Video and audio clips read by actors.

Woman'  Maybe I would have liked a bit more sympathy from my GP - try to help me, try to help us, in finding names or help with the tests. Maybe just bits of information - “Oh, maybe you could find out a bit from here, a bit from there, or maybe this will involve so much.” And instead he was a complete barrier.

Man'  There isn't, I wouldn't say awareness, but priority for the fact that having these screens for inherited diseases is prevention, basically, at the end of the day, in the crudest way that you want. Not because you want a perfect world where everybody's got to be perfect, but knowing of such devastating illnesses that you are aware and potentially are very, very high risk, then why not? If you want to make a comparison, if in your family there is a high incidence of, you know, breast cancer, then now it's acceptable, okay. The GP says, “Oh, okay, you can go and have this and that.”

So it's also the acceptance and the way that this is perceived. I think its seen that someone going to the GP to ask for genetic screening for pre-implantation is just like a sort of fancy thing, very expensive. Of course they always have to allocate resources and priorities, so they probably say, “Well, it's money better spent in treating someone with a cancer.” But generally at large, I wouldn't say that it's widely known. Maybe in the future it will be much wider availability and also acceptance on that.
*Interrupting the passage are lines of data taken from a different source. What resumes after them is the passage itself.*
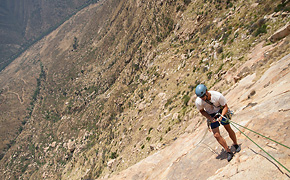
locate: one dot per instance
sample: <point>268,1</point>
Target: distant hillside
<point>22,22</point>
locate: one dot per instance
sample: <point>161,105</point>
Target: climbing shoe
<point>230,156</point>
<point>238,148</point>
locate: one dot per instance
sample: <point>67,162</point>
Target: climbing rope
<point>260,134</point>
<point>259,146</point>
<point>233,123</point>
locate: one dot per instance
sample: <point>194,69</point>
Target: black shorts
<point>217,124</point>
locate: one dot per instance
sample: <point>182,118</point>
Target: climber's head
<point>200,90</point>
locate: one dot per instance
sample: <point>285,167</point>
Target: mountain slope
<point>196,154</point>
<point>113,84</point>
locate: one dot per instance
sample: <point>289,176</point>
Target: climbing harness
<point>234,124</point>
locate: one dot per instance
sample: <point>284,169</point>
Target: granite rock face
<point>198,156</point>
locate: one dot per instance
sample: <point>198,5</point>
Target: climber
<point>211,104</point>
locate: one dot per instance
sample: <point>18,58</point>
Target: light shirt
<point>216,98</point>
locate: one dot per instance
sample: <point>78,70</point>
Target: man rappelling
<point>213,106</point>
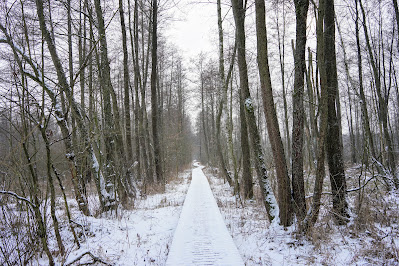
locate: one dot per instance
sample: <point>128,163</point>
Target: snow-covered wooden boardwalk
<point>201,236</point>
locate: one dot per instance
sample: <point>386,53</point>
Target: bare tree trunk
<point>382,103</point>
<point>395,6</point>
<point>223,99</point>
<point>334,151</point>
<point>313,212</point>
<point>281,51</point>
<point>268,197</point>
<point>75,110</point>
<point>298,191</point>
<point>154,98</point>
<point>126,85</point>
<point>363,102</point>
<point>284,190</point>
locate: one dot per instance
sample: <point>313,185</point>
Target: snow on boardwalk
<point>201,236</point>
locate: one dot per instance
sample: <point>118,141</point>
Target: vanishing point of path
<point>201,236</point>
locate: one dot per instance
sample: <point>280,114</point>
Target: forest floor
<point>143,235</point>
<point>201,236</point>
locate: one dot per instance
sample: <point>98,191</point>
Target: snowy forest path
<point>201,236</point>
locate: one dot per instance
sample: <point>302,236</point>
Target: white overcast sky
<point>194,28</point>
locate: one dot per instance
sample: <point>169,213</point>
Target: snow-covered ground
<point>262,244</point>
<point>201,237</point>
<point>141,236</point>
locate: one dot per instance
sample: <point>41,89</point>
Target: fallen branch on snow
<point>95,259</point>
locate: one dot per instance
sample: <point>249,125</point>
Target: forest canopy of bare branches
<point>297,106</point>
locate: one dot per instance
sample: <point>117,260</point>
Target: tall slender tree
<point>284,190</point>
<point>298,190</point>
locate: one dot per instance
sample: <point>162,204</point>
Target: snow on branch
<point>95,259</point>
<point>18,197</point>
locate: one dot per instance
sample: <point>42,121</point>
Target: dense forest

Video and audio clips read by actors.

Man' The treatment actually went very well. They harvested seventeen eggs. Six were fertilised. Of the six embryos they chose five for the genetic screening, and it was one of those rare occasions when they had so many eggs to carry out the exams, on the five embryos that they actually chose to analyse, in none of them they had a conclusive answer. Then the sixth embryo as well, contrary to what they anticipated before, it developed to the eight cells. Anyway, in all of them there was a non-conclusive diagnosis, which was obviously something that luckily we'd discussed. 

Obviously when you enter into such a treatment, you don't really want to think about the possibility that they're not favourable, and so she says, what would we do if we were in that position? And so we actually decided beforehand what to do, because it would have been extremely difficult to make the decision there, you know, five minutes from implanting what you do, dealing with such a dilemma. And that was it. 

So they'd never had such a result before and she said, “I don't think that I will ever have something of this kind again in the future”, [laughs] because it was all against the odds. And anyway, we decided not to implant any, despite we were given the opportunity to implant all of them, six of them and then to see how many would actually, if there was a pregnancy, if it was a multiple pregnancy, and then to decide at a very, very early stage to do this test. 

I don't know if it's a particular form of amniocentesis, because they said they could do it the first eight weeks, and then have the abortions if needed. We didn't know beforehand all the technicalities of the various procedures. Because not even they anticipated anything like that. We also knew that if there was a successful implantation after a positive diagnosis, we would still have to go through the amnio and so on. 

Is it particularly difficult with thalassaemia to detect in pre-implantation screening?

Woman' It's even more difficult than sickle cell, and that was the reason why, when we first applied, that we had to wait such a long time to have the tests, the possibility of being admitted, because they were waiting for this particular piece of equipment to arrive.

Man' The technology to do it, so we actually had to wait for well over a year before they said, “Okay, we can try to go ahead.” Because they said, “Yes, we will do it, but when we have got the facility to do so”, which was forthcoming. They had already in place for other illnesses, but not yet for the thalassaemia.

Woman' Thalassaemia has always been the most difficult, and not just here, but where we had it done, because of the need to have this specialist piece of equipment that would analyse the cells.